Objective: To assess the efficacy and safety of low-dose oral bexarotene and PUVA in patients with relapsed or treatment-refractory MF following monotherapy with multiple agents including PUVA, narrow-band UVB, interferon-?, oral bexarotene, and topical corticosteroids.
Method: Combination therapy with PUVA three times weekly and low-dose oral bexarotene (150 or 300 mg/day, depending on physicians’ preference) was administered to 14 patients, seven men and seven women (median age 49.5 years, range 30-75 years), with relapsed or refractory MF stages I-III. All responders received maintenance treatment at the same bexarotene dose that induced remission until progression or unacceptable toxicity.

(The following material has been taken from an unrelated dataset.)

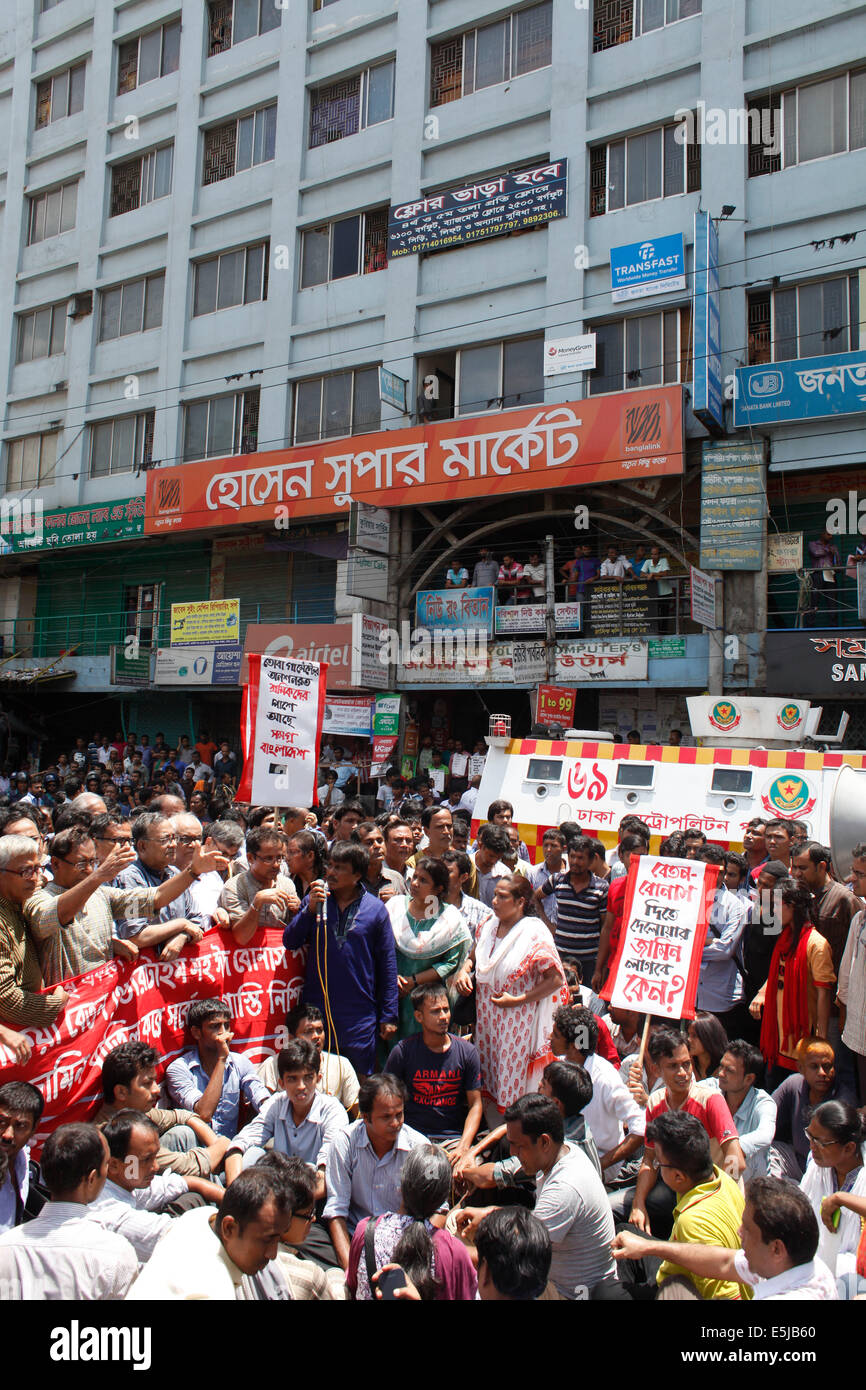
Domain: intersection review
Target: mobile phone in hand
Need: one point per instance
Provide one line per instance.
(389, 1280)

Results: Low-dose oral bexarotene combined with PUVA was associated with an overall response rate (complete response or partial response) in 67% of the nine patients with refractory MF who completed the treatment course. Of these nine patients, four had a complete response, two had a partial response, one had stable disease, and two had progressive disease. Five patients withdrew because of hyperlipidemia. Oral bexarotene was continued as maintenance therapy in three of the four complete responders (one refused); two of these patients relapsed 2-10 months after PUVA discontinuation. Patients with partial response or stable disease received the combination for 3-5 months and were switched to another treatment regimen because of lack of further response. Therapy was fairly well tolerated.

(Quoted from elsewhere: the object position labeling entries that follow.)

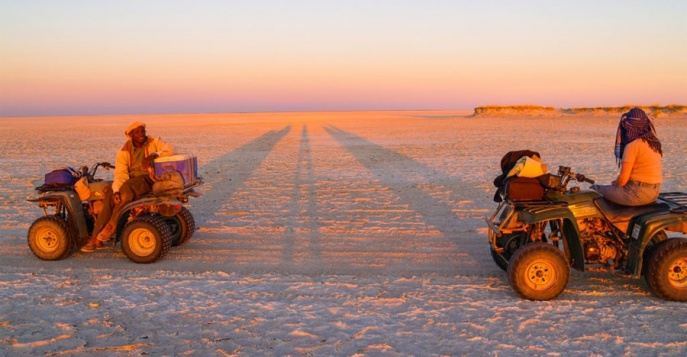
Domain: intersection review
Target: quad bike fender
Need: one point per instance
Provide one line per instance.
(571, 231)
(164, 205)
(643, 229)
(71, 201)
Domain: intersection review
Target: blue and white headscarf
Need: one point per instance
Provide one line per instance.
(635, 124)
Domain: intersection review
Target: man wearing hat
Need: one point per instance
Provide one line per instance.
(133, 177)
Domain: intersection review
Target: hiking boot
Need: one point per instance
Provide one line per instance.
(106, 233)
(92, 245)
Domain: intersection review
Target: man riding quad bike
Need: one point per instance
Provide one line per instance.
(542, 228)
(146, 227)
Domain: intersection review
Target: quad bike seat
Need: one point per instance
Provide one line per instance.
(621, 215)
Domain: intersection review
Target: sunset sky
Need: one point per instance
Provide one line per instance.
(136, 57)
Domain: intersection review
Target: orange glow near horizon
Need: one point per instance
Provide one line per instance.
(421, 59)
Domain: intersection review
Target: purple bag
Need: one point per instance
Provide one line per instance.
(61, 177)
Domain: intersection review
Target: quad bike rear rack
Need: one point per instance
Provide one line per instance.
(678, 199)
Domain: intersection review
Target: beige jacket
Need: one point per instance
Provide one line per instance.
(124, 158)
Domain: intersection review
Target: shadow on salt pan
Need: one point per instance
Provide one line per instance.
(406, 177)
(229, 172)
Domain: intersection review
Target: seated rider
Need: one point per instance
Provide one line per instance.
(133, 177)
(638, 153)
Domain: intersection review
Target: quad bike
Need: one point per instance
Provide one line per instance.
(147, 228)
(538, 241)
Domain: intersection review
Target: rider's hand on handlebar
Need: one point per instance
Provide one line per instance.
(147, 162)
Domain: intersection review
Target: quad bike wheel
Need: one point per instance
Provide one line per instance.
(538, 271)
(146, 239)
(49, 238)
(657, 239)
(667, 270)
(182, 225)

Conclusion: In a select population of patients who had not responded to at least one monotherapy for early-stage MF, a combination of low-dose oral bexarotene and PUVA was successful in achieving a satisfactory overall response rate in 67% of patients who completed the treatment course and was fairly well tolerated. Limitations of the study include the small number of patients evaluated, its retrospective nature, and the fact that patients were commenced on different bexarotene starting doses (150 or 300 mg/day), depending on physicians’ preference.